The ROK since the rise of the South Korean Left has pursued a " Sunshine Policy" that is based on an odd combination of romantic wishful thinking and hardheaded realism.

The wishful thinking is that PR and bribes can mellow Pyongyang's behavior or the nature of the regime. The hardheaded part is the fear of a " German style" unification where the North implodes and collapses, saddling South Korea with billions of dollars in reconstruction costs.

The ruling party's political purpose of the " Sunshine Policy" is to put off the day of reckoning as long as possible while keeping the anticommunist Right out of power by playing to nationalistic, popular desire for reunification.

American pressure on North Korea over WMD threatens that policy. The DPRK's nukes in turn have alarmed Japan into signaling a potential reversal of its non-nuclear status and a revision of its dependent security relationship with the U.S.

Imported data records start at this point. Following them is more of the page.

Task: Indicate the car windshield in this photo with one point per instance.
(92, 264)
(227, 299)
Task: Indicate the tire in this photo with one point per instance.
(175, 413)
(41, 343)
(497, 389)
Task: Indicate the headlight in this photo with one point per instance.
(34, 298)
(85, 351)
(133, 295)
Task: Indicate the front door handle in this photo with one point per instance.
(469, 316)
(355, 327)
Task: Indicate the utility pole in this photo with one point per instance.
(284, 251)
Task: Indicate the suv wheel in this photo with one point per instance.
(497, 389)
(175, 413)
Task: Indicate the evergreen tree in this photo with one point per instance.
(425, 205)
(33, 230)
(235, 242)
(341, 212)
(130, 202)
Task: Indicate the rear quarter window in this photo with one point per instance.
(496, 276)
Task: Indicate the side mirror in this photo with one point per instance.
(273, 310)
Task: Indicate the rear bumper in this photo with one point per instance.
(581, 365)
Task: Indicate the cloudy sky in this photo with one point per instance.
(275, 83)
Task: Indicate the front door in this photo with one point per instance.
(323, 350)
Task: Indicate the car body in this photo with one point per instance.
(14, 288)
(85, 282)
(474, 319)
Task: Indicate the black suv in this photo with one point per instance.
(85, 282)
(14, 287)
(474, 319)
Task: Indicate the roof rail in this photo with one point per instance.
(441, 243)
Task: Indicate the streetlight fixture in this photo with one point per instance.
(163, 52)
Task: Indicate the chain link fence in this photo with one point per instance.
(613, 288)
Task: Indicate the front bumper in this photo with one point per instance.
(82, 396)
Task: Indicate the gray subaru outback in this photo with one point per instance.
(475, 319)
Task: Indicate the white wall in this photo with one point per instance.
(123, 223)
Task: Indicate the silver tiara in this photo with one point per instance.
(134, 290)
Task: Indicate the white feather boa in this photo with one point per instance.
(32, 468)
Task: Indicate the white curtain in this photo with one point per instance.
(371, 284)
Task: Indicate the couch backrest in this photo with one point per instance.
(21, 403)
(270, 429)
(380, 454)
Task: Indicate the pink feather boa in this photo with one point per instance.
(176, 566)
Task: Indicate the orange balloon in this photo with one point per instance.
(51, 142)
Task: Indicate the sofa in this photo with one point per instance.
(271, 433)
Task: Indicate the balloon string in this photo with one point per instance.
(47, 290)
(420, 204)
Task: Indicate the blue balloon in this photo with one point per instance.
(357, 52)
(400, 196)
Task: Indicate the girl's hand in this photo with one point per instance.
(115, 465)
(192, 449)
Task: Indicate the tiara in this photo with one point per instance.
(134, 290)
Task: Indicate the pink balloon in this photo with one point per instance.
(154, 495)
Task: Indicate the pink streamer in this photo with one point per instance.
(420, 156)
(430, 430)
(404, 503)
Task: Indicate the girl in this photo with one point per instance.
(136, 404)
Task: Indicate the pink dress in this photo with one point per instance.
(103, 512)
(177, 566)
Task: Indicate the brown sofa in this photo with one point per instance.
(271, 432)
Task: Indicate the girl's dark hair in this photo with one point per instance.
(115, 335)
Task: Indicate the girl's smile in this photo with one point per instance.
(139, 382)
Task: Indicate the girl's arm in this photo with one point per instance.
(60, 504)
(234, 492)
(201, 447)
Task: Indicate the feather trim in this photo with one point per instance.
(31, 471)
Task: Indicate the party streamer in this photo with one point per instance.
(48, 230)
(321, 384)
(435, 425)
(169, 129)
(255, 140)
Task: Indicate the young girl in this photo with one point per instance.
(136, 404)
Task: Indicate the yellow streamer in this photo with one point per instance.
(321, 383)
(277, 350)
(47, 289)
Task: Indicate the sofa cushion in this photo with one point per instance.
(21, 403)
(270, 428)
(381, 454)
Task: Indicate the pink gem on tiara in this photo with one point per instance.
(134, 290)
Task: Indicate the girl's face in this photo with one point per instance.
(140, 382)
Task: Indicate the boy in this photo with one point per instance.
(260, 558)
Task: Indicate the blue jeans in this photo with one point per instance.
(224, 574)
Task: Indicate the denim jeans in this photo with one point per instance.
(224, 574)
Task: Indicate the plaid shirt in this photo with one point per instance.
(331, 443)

This is something China does *not* want to see happen which is causing it to reverse its previously blase attitude toward DPRK mischief.
I don't blame all of it on Clinton Barnabus but we are in the same situation with the DPRk now as in 1994 except back then they didn't have crude nukes to toss around.

As far as I'm concerned, if the ROK feels it is better off without the US as an ally we have more urgent uses for 37,000 troops. We're not the Soviets, if another country wants us out, we leave. I'm all for calling their bluff.